In 2023, Harlowton joined with Judith Gap and Ryegate to co-op for high school sports.

==Media==
Harlowton's local newspaper is The Times Clarion. It is published weekly.

==Infrastructure==
U.S. Route 12 passes through town from east to west. U.S. Route 191 enters town from the northeast and exits from the southwest.

Wheatland County Airport is a county-owned, public-use airport located two miles (4 km) northwest of town.

The Judith Gap Wind Farm is located north of Harlowton along US Highway 191. There are 90 wind turbines situated on 8000 acres of land that produce 135 Megawatts of power. The Judith Gap Wind farm was established in 2011 and is owned by Invenergy LLC. The power produced by this facility enters the Northwest Energy grid and is distributed where needed. Other wind farms located near Harlowton are the Musselshell Wind Project by Shawmut, the Two Dot Wind Farm by Two Dot, and Gordon Butte Wind LLC by Martinsdale.
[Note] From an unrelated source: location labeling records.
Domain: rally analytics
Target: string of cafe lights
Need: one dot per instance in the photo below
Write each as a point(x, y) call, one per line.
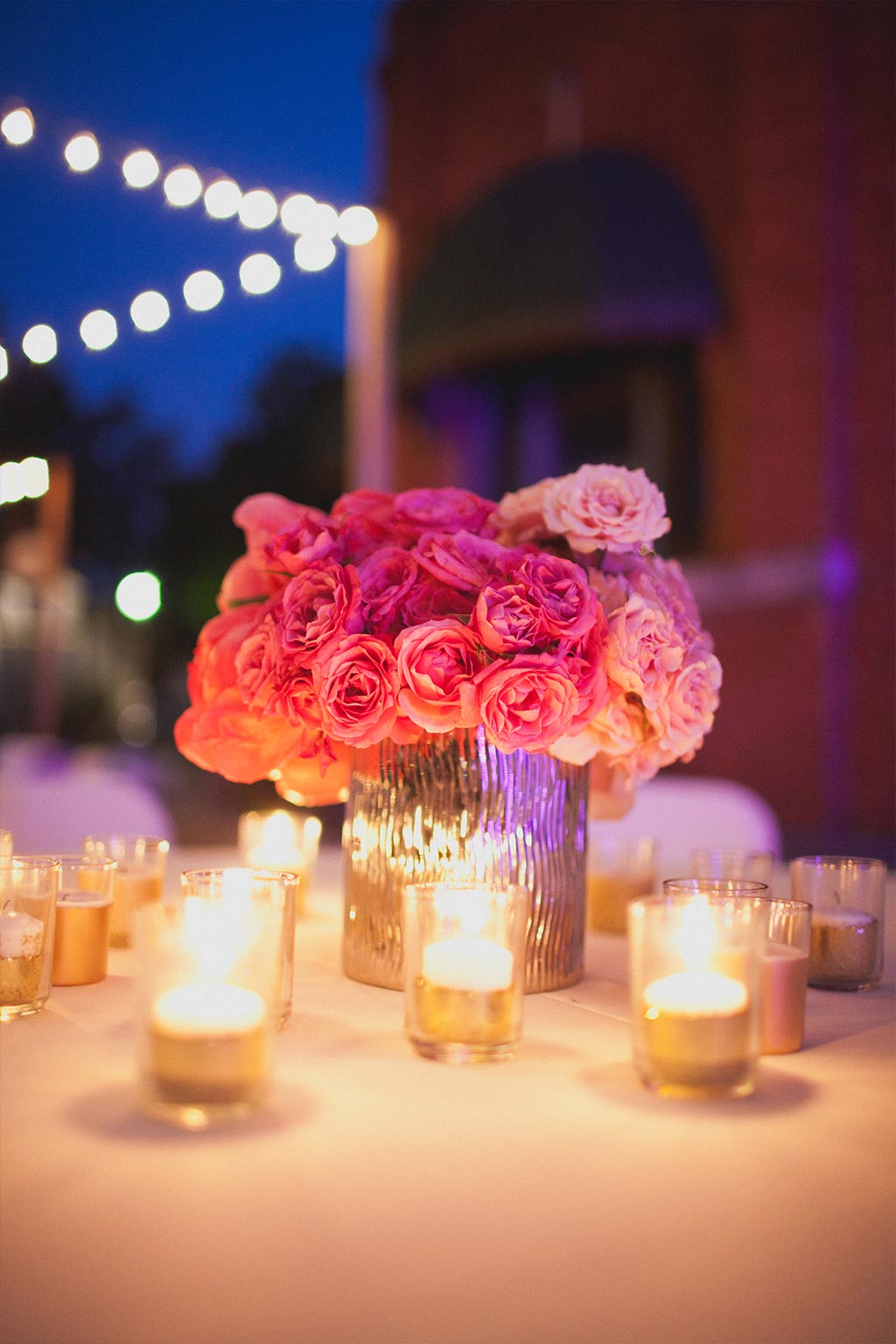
point(315, 225)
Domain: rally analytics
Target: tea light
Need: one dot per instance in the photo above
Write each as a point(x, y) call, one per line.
point(22, 957)
point(208, 1045)
point(844, 948)
point(80, 942)
point(697, 1028)
point(783, 998)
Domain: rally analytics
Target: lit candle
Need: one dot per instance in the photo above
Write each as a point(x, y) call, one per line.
point(844, 948)
point(20, 957)
point(208, 1043)
point(464, 992)
point(785, 972)
point(80, 941)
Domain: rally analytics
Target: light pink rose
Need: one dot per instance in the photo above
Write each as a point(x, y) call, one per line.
point(605, 508)
point(462, 559)
point(448, 509)
point(321, 602)
point(520, 515)
point(526, 702)
point(231, 739)
point(387, 577)
point(437, 664)
point(356, 683)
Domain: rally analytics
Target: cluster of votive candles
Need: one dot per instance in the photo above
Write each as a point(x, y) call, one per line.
point(719, 967)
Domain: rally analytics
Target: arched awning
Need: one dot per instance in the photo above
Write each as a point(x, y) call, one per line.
point(601, 248)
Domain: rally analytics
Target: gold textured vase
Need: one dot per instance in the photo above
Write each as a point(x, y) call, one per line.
point(453, 805)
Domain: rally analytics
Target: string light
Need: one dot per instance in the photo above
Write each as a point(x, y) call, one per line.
point(183, 186)
point(18, 127)
point(222, 200)
point(356, 226)
point(256, 208)
point(260, 273)
point(98, 330)
point(140, 168)
point(39, 343)
point(203, 290)
point(150, 311)
point(315, 252)
point(82, 152)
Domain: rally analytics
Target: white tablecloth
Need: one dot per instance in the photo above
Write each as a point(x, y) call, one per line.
point(384, 1198)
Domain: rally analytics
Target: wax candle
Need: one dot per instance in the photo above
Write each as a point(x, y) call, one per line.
point(464, 992)
point(80, 942)
point(208, 1045)
point(22, 956)
point(785, 970)
point(844, 948)
point(696, 1030)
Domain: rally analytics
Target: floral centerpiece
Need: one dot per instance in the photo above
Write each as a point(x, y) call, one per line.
point(546, 620)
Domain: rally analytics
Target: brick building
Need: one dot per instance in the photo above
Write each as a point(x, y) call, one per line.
point(662, 234)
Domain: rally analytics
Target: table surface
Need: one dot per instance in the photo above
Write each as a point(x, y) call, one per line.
point(384, 1198)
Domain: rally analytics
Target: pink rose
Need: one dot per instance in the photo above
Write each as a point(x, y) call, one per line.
point(387, 577)
point(462, 559)
point(323, 601)
point(356, 683)
point(448, 509)
point(526, 702)
point(214, 664)
point(316, 782)
point(308, 541)
point(230, 739)
point(437, 666)
point(261, 516)
point(605, 508)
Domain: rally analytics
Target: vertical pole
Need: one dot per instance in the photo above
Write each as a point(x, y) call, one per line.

Health facilities include Wheatland Memorial Healthcare, Deer Creek Dental, Remedies Pharmacy, Harlowton Mental Health Center, Public Health & Human Service Department, Massage Therapy, Wheatland County Senior Citizens Center, and Wheatland Memorial Nursing Home. The Wheatland Memorial Healthcare Center has a Clinic, Emergency Room, Laboratory, X-ray, and Physical Therapy Department.

==Notable people==
- S. Stillman Berry, zoologist, died at Winnecook Ranch, near Harlowton
- Thomas Patrick Gerrity, former United States general and commander of the Air Force Logistics Command, was born here.